Le premier sujet d’étonnement a trait au timing. Voilà plus de seize ans que H & M a rejoint Zara dans nos centres-villes, initiant par là même le mouvement de mutation. Pourquoi maintenant, alors ? « Cela fait six ans que le marché de l’habillement est en recul, pointe le consultant Frank Rosenthal. Si, au début, on pouvait encore se dire que ce serait ponctuel, il est évidemment clair, désormais, que la crise est structurelle. » Cela complique donc la tâche pour aller chercher de la croissance. D’autant qu’il ne faut pas compter sur un quelconque effet parc : le plein, en périphéries, est presque réalisé pour chacune d’entre elles – 354 Kiabi, 1 300 La Halle et 500 Gémo… « Pas d’autre choix, alors, pour conquérir des parts de marché, que de le faire au détriment de la concurrence », observe le consultant. Donc sur son terrain.

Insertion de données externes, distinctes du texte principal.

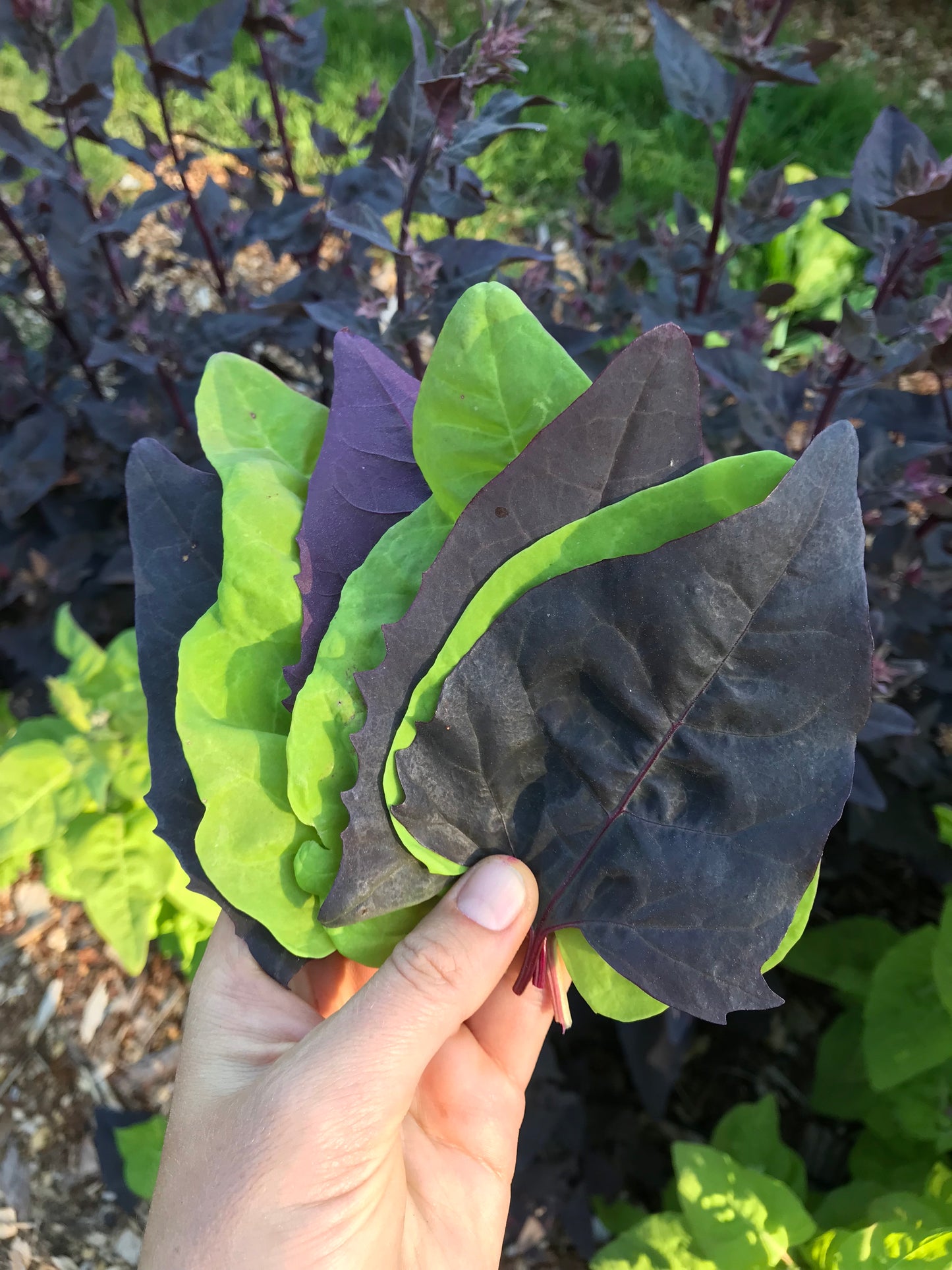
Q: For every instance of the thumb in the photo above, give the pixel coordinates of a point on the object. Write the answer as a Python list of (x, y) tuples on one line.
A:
[(435, 979)]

Contrarier la concurrence sur son terrain
Des trois enseignes, assurément, c’est Kiabi qui paraît la mieux armée. « Kiabi ne peut faire abstraction du combat avec Primark, relève Frank Rosenthal. Et s’il est illusoire d’empêcher le développement de sa rivale, au moins peut-elle prendre pied dans les mêmes zones d’implantation, pour la contrarier. » Cela tombe bien, Kiabi Kids est là pour cela. Un premier magasin a ouvert à Qwartz (92), au printemps dernier. Au même endroit que Primark et dans un grand centre commercial où, jusqu’à présent, Kiabi n’était pas présente. « Mécaniquement, de par nos implantations, la moitié de la part de marché potentielle nous échappe, indique Jean-Christophe Garbino, le directeur général de Kiabi. Sur nos formats standards de périphérie, le plein est quasi fait, avec peut-être une vingtaine de magasins qui nous manquent, pas plus. En revanche, tout est à faire dans les grands shopping malls régionaux. »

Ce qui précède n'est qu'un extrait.